Sunday, 23 November 2014

strange_complex: (Wicker Man sunset)
I watched this last night with [livejournal.com profile] ms_siobhan after a lovely home-made lasagne and over half a bottle of wine. We really needed the wine. It is a hokey sci-fi movie, in which alien beings land on a British island called Fara, and cause a freak mid-winter heat-wave. Doctor Who fans will instantly understand how carefully thought-through and plausible the plot was, how compelling and nuanced the dialogue and how well-delineated the characters if I say that much of the screen-play was written by Pip and Jane Baker. For those fortunate enough not to be familiar with their work, I will simply explain that it displays none of the characteristics referred to in my previous sentence.

I recently used the broadcast of Death in Heaven as a prompt for some musings on the general phenomenon of the New Who season finale, which regularly sees writers boxing themselves into corners which only dei ex machinis and magic reset buttons can get them out of. Well, the plot of this film made every single New Who season finale ever broadcast look sober, realistic and meticulously thought through. The alien invaders were initially described as beings made entirely of light or heat waves (it was never clear which), who had been attracted to a space observation station based on the island because of the radio signals it had been broadcasting. Later, they turn out to generate heat, to be attracted to light, to have physical bodies after all (rather like huge glowing jellyfish), and to burn up random things - sheep, people, car batteries, gas cannisters. So it's all a bit incoherent, really, and not surprising that neither the characters in the film nor the writers can come up with any convincing plan to defeat them. The characters decide to set fire to some haystacks in the hope of attracting the aliens and then blasting them with dynamite, which utterly fails, while the best the writers could come up with was a freak thunderstorm and downpour, which kills the aliens by essentially dousing them out. That's it - the whole plot.
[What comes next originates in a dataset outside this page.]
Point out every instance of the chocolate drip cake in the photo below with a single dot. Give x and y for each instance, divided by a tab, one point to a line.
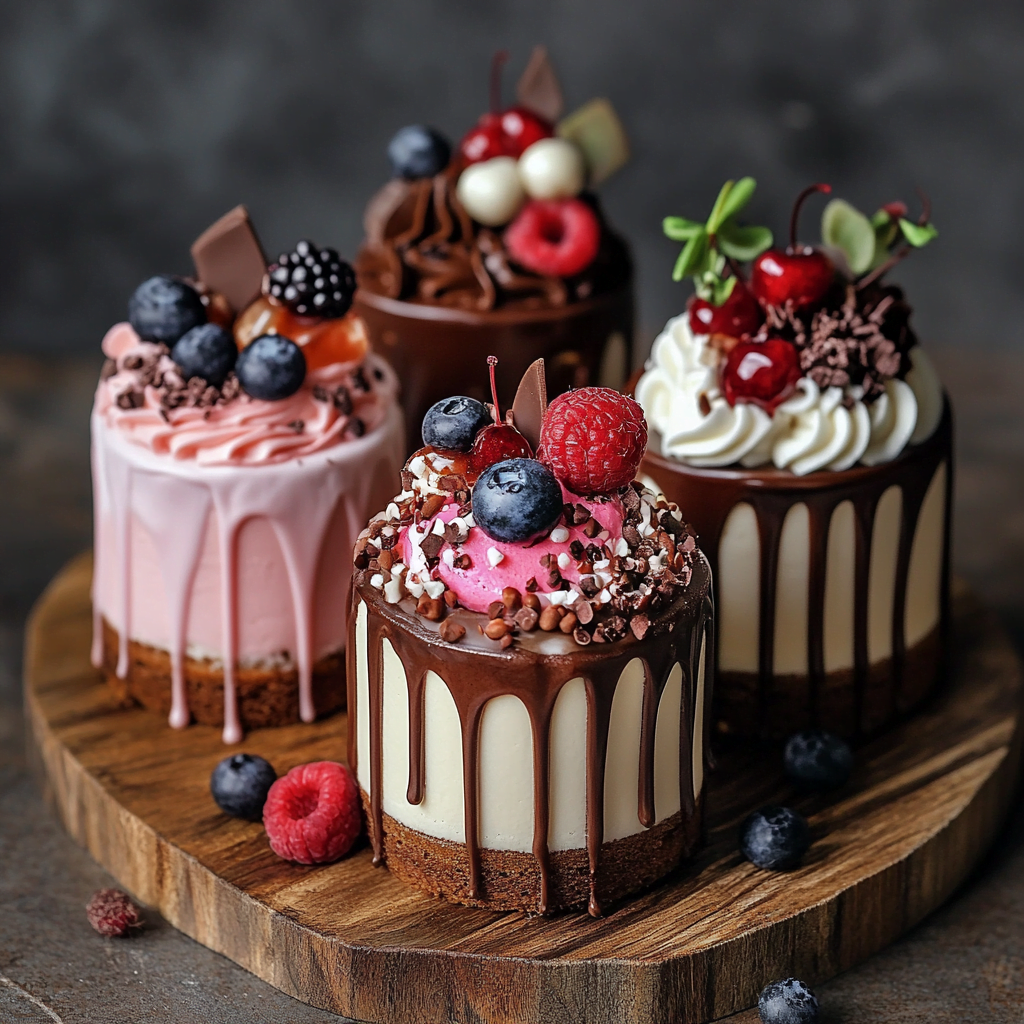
500	247
805	433
241	432
529	660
And that would be fine, if there was a compelling and convincing drama going on around it. But there isn't. The main attempt at human drama is a story-line about a couple whose marriage is threatened when an old fling of the husband's arrives on the island and starts trying to seduce him again. But this literally switches on and off from scene to scene, depending on how the main plot is progressing. So for example the wife eventually catches her husband kissing the old fling, and is supposed to be really upset about it. Then we get a couple of scenes where she appears to have forgotten all about it while some expository dialogue about the aliens goes on. And then she is all upset again. And so on. Also, it didn't help that the husband attempted to win his wife back over by saying that the old fling was a "common slut" who meant nothing to him, and that the wife responded to this by smiling and apparently being mollified. Or that the old fling was made to be the object of a gratuitous attempted-rape scene from a heat-crazed islander at one point, either. No indeed.

So why did we watch it? Oh, you know why. Because it stars both Peter Cushing and Christopher Lee, that's why! Both were playing very much to type - Peter as a kindly local doctor, and Christopher as an arrogant and irascible (though not actually evil) scientist. They even played out a very typically-them gentlemanly hierarchy through their costumes, too. While most of the male characters in the film responded to the heat-wave by unbuttoning their collars and rolling up their shirt sleeves, Christopher Lee's insisted on wearing a tie throughout, while Peter Cushing's kept his jacket on to the last! Bless. Other familiar faces included Patrick Allen as the cheating husband, who also plays the captain of the king's troops in Captain Clegg, Sydney Bromley as an old tramp killed by the aliens, who likewise appears in Captain Clegg as poor old Tom Ketch (and thus dies within the first few minutes of both films) and Sarah Lawson as the wronged wife, also famous as Paul Eddington's wife in The Devil Rides Out. It's quite the Hammer reunion, then, right down to having Terence Fisher as the director. But I guess Terence Fisher didn't have the same feel for sci-fi as he did for Gothic horror, and that there are limits to what anyone can do to bring a flat script to life.

As a Christopher Lee fan, the film offers a certain value. His character appears very early on, remains prominent throughout, and even makes it almost to the end of the film without dying - though not quite. He wears smart-specs quite a lot, exclaims impatiently at people, and does lots of sciencey stuff. Very nice. Actually, in plot terms he essentially serves as the Doctor Who character in this story, since he comes to the island to figure out what is going on, has to convince everybody else that what he claims is happening is true, and concocts a plan to defeat the aliens at the end (though this is a failure). But if so, he is ruder and grumpier than any real Doctor who has ever appeared on screen, including the Sixth for whom Pip and Jane Baker went on to write. Meanwhile, of course, his character, like all the others, suffers from being pretty two-dimensional, and having a lot of extremely banal dialogue to deliver. So it is worth watching once if you really like him, but is neither one of his best performances, nor his best films.